来月16日投開票の福岡市長選挙を前に、2期目を目指す現職の高島宗一郎市長(39)の周辺が騒がしくなっている。
今年8月下旬から9月上旬にかけて、福岡市の西区、早良区などを中心とした住宅のポストに、タブロイド版の情報誌が配布された。1面には「公人失格! 高島福岡市長 出張先で女性と一夜!?」という何とも穏やかでない見出しが躍る。さらに本文では、高島市長が昨年2月、出張先の韓国・釜山で市関係者以外の女性と、宿泊先のホテルで一夜を過ごした疑惑を指摘。

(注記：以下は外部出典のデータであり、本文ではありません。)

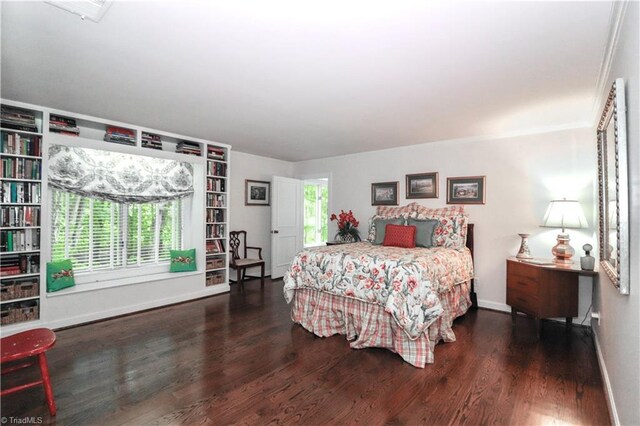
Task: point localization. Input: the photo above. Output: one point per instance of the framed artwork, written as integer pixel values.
(466, 190)
(256, 192)
(613, 189)
(422, 185)
(384, 194)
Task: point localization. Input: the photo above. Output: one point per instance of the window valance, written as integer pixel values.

〈事実であれば、公費による海外出張を自らの欲望を満たすために利用した格好だ〉と厳しく追及しているのだ。
「高島市長は、告発記事の内容を『事実無根である』と反撃。先月5日、虚偽の事実を掲載し、不特定多数の人に配布したことは名誉棄損に当たるとして、新聞を発行した情報誌発行会社『データ・マックス』(福岡市博多区)を相手取り、慰謝料など計1539万円の支払いを求める民事訴訟を福岡地裁に起こした。さらに、同社の児玉直社長を名誉棄損容疑で福岡中央警察署に告訴し、受理されています」(地元社会部記者)
この件について高島市長は、自身のブログで次のように心情を吐露している。
〈私の再選出馬の報道がなされた直後から福岡市内のかなり広い範囲で、私に対する誹謗中傷のビラが撒かれています。政治家・公人として、これからも様々な批判は甘んじて受けます。しかし事実無根の事柄をまことしやかに流布することが許される世の中であっては絶対になりません〉
だが、高島市長には別の疑惑も持ち上がっている。同市に本拠を置くニュースサイト「HUNTER」は、市長が本来日帰りできる出張の前後に私用による宿泊をたびたび追加している点を指摘。〈片道分の旅費こそ自己負担しているとはいえ、旅費の半分は税金を原資とするもの。公人としてあるまじき行為〉と主張し、市長選を前にキナ臭い状況になっているという。
「高島市長は発想もユニークかつインパクトを打ち出してきた実績がある。市職員の飲酒が絡んだ不祥事が相次いだ2012年には、全職員に外出先での『禁酒令』を発令。アイドルグループAKB48のメンバーや外国人女性を起用したインターネット上の仮想行政区『カワイイ区』は全国的にも話題となったほど。一部では目立ちたがり屋との声もある」(前出・地元社会部記者)
高島市長は、大学卒業後、福岡の九州朝日放送にアナウンサーとして入社。10年の福岡市長選で現職の吉田宏市長を破り、福岡市長としては史上最年少の36歳で当選を果たした。アナウンサー出身らしく、市民の視線には細心の注意を払う。記者会見はテレビニュースで流れることを想定し、ライトの明るさにも気を配る一面も。
「その一方で昨年9月には、認可保育所の移転に反対する園児の保護者らが、『前市長の時代に現地建て替え計画が進んでいたにもかかわらず、商業施設建設をもくろむ高島市長が移転先の土地購入を決定したのは背任罪に当たる』として、福岡地検に告発。市長リコールの署名運動に発展する事態となっています」(地元商工会関係者)
いずれにせよ、突如、降って沸いた福岡市長の女性醜聞に市役所側は「個人のことなのでお話しできない」(市長室広報課)と答えるのみ。対するデータ・マックスからは期限までに回答はなかった。
「前回は支援した自民党の中からも、高島市長のワキの甘さを心配する声が上がっている。本来6月にするはずだった再選の出馬表明が9月にずれ込んだのも、一部の自民市議が対抗馬擁立を模索していたからです」(福岡市政関係者)
訴訟の行方が市長選を左右することになりそうだ。